The Graduate Students of the Department of Comparative Thought and Literature at Johns Hopkins University are proud to announce their bi-annual conference on February 22 and 23, 2019. We are pleased to host keynote speakers Heather Love (Associate Professor of English, University of Pennsylvania) and Bernie Rhie (Associate Professor of English, Williams College).
Among the countless motivations to humanistic study is the feeling that something we care about in a text, film, play, political speech, piece of music, work of art, or everyday experience is being missed, or distorted, or otherwise neglected. In the 20th century, theoretical approaches inspired by Marx, Nietzsche, and Freud produced ideology critique and its concomitant “hermeneutics of suspicion” as a preeminent mode for expressing the humanist’s disenchantment with culture, alongside its popular and scholarly reception. Unmasking implicit assumptions, revealing hidden meanings, demystifying oppressive structures, and penetrating beneath the surfaces became the dominant metaphors used to characterize the practice of interpretation. Over the past 25 years however, interventions by Sedgwick, Latour, Best and Marcus, Moretti, Felski, Love, Moi and others have sought to make available other ways of reading, many of which do not set themselves against the dominant theoretical mood, but instead aim to move beyond or beside it. Reparative reading, surface reading, just reading, distant reading, thin description, and reading as a practice of acknowledgement, among others, have emerged as interrelated and overlapping vocabularies for articulating what may be missed by reading in a purely “symptomatic” mode.

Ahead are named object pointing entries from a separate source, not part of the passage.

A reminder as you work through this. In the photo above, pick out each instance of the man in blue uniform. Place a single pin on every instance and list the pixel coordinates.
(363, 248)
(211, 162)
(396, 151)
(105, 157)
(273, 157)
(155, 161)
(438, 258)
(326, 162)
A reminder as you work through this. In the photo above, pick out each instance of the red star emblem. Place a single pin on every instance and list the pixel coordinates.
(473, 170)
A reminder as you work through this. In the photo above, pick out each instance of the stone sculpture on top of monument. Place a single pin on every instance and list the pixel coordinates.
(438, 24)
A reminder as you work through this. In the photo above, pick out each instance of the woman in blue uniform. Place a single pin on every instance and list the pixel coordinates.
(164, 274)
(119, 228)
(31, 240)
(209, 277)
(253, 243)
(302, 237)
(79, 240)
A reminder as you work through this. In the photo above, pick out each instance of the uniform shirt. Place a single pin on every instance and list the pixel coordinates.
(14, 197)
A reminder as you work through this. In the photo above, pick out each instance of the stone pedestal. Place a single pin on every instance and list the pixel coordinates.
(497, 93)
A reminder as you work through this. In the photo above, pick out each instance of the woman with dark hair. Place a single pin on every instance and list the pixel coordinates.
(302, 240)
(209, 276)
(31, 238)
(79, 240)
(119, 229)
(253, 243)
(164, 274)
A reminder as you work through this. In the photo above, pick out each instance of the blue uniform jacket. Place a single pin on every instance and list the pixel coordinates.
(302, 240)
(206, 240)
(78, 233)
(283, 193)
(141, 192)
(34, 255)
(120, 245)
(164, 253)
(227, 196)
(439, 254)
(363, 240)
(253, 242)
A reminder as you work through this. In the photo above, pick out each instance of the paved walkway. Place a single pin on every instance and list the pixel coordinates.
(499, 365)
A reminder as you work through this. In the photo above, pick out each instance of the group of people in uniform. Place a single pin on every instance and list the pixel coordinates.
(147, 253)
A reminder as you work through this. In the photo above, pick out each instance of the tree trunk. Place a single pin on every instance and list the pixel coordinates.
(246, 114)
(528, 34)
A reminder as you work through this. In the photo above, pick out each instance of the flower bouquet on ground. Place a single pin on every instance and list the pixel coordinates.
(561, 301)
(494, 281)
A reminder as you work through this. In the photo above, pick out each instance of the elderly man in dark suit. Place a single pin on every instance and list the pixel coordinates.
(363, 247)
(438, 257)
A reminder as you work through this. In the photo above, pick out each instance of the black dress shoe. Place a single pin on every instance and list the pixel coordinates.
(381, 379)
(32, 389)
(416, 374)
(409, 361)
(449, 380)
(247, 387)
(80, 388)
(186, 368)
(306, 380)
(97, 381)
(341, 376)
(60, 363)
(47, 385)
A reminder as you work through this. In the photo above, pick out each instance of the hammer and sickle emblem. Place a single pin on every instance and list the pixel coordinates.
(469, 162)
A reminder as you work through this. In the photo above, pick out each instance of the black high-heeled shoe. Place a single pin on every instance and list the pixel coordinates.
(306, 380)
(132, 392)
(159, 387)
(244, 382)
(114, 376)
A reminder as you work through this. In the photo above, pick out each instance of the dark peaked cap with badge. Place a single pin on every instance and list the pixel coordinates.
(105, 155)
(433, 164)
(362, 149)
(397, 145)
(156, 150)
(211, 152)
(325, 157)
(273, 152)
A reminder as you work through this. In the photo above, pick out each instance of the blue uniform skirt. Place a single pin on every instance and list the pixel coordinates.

The expansion of hermeneutic styles has been accompanied by a revolution in the corporeality and materiality of reading, with some suggesting that we have entered a new “post-literary” reality. Traditional reading media have been diversified through the advancement of digital technologies that not only eliminate paper, celluloid, and other matter, but also enable customized ways of engaging with the material at hand beyond the presence of libraries, theaters, and concert halls. Meanwhile, scholars across the humanities are searching for ways to “read” an ever-expanding range of artifacts, from musical scores and illustrated children’s literature to fMRI scans and big data. The political stakes of these intellectual and material shifts in our ways of reading are being fiercely contested, as we continue to grapple with the challenges of comparative methods, the limits of translatability, and the moral responsibilities of readers in the world today.

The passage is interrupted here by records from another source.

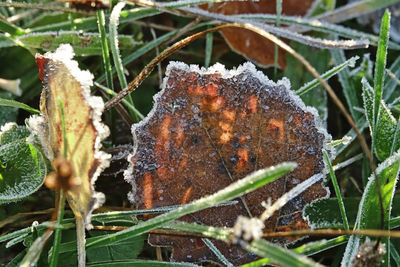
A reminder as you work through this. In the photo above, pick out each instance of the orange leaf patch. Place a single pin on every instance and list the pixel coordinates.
(211, 127)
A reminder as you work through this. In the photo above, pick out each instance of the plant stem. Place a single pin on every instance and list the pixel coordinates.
(80, 235)
(58, 231)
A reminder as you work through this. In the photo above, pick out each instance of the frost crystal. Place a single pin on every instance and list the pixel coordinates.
(247, 229)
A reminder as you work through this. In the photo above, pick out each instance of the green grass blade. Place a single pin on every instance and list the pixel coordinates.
(10, 28)
(355, 9)
(141, 263)
(320, 245)
(113, 29)
(217, 253)
(257, 263)
(390, 84)
(141, 51)
(366, 218)
(380, 66)
(243, 186)
(209, 46)
(318, 26)
(395, 254)
(385, 131)
(105, 50)
(279, 255)
(396, 139)
(262, 248)
(131, 108)
(335, 70)
(84, 44)
(349, 89)
(337, 190)
(16, 104)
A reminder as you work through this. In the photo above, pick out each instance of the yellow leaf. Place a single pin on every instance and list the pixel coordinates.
(64, 82)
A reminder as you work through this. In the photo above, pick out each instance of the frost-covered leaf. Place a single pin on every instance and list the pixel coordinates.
(368, 216)
(22, 167)
(65, 83)
(248, 43)
(385, 128)
(211, 127)
(7, 114)
(83, 43)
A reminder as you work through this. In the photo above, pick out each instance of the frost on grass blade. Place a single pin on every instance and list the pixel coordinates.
(367, 217)
(210, 127)
(22, 166)
(65, 83)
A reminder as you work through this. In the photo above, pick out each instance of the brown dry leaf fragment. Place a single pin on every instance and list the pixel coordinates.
(63, 80)
(211, 127)
(250, 44)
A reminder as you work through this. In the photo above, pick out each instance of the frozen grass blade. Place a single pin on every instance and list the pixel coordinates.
(379, 75)
(349, 90)
(113, 29)
(385, 130)
(141, 263)
(282, 32)
(387, 173)
(337, 190)
(277, 254)
(10, 28)
(277, 24)
(105, 50)
(241, 187)
(141, 51)
(395, 254)
(262, 248)
(60, 197)
(16, 104)
(396, 139)
(316, 25)
(390, 84)
(209, 45)
(312, 248)
(335, 70)
(35, 249)
(355, 9)
(216, 251)
(131, 108)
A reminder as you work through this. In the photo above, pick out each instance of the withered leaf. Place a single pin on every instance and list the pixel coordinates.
(211, 127)
(250, 44)
(64, 81)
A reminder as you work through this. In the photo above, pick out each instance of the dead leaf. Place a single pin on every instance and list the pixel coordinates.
(211, 127)
(64, 81)
(250, 44)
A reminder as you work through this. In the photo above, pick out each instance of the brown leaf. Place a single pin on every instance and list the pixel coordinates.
(211, 127)
(250, 44)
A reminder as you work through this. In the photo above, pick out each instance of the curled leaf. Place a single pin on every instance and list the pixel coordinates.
(65, 83)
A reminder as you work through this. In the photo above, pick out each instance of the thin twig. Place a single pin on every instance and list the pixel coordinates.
(41, 7)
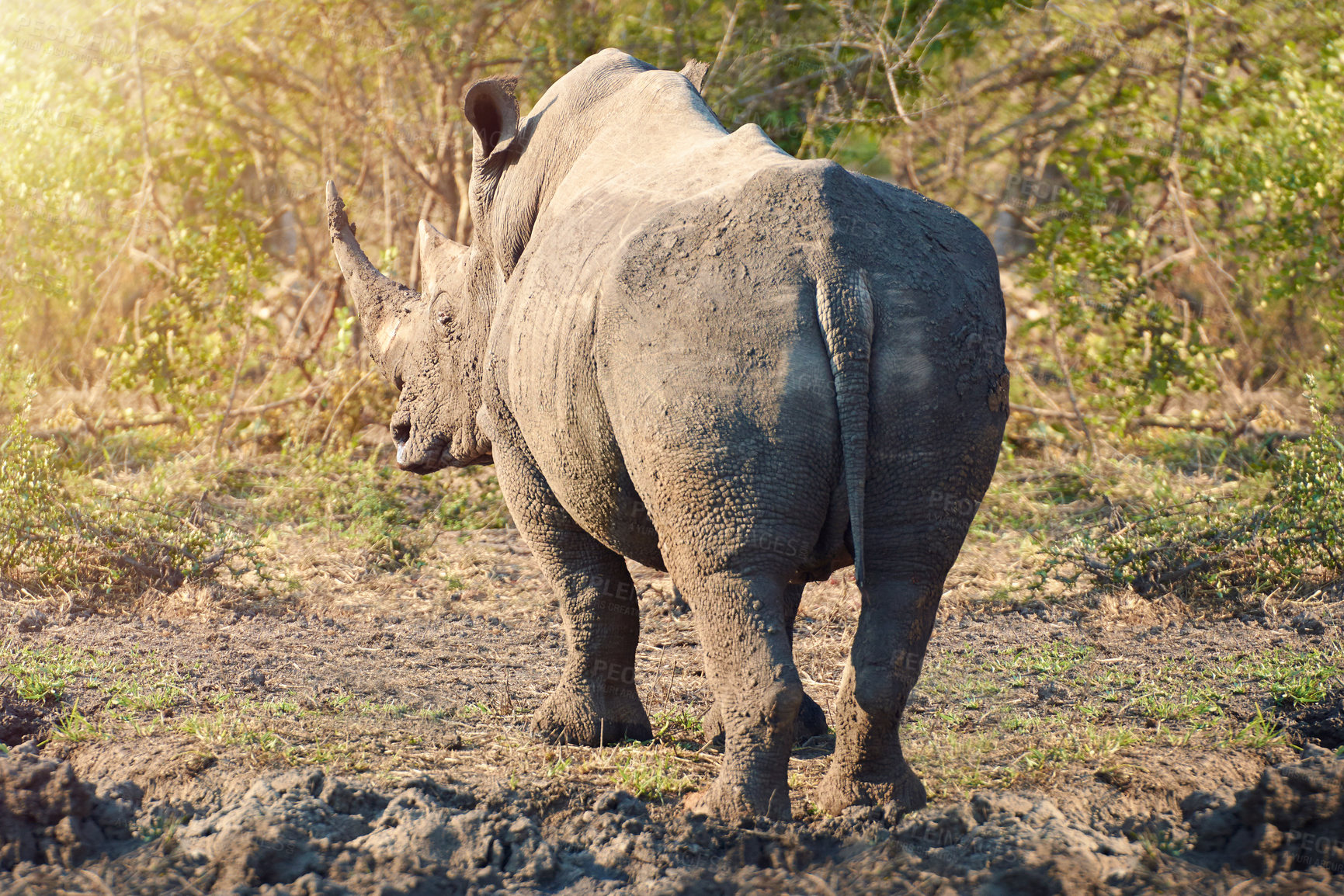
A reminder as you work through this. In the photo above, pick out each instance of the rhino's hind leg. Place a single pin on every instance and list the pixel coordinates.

In the interdisciplinary spirit of the Department of Comparative Thought and Literature, we would like to invite papers from graduate students in the fields of theory and criticism, comparative literature, English and other national literatures, cultural studies, film and media studies, philosophy, religious studies, classical studies, history, art history, anthropology, sociology, political science, education, ethnomusicology, and any other relevant field in the humanities or social sciences that takes up the question of the changing ways we read.
Abstract submissions of 250-300 words should be sent to [email protected] by November 16, 2018.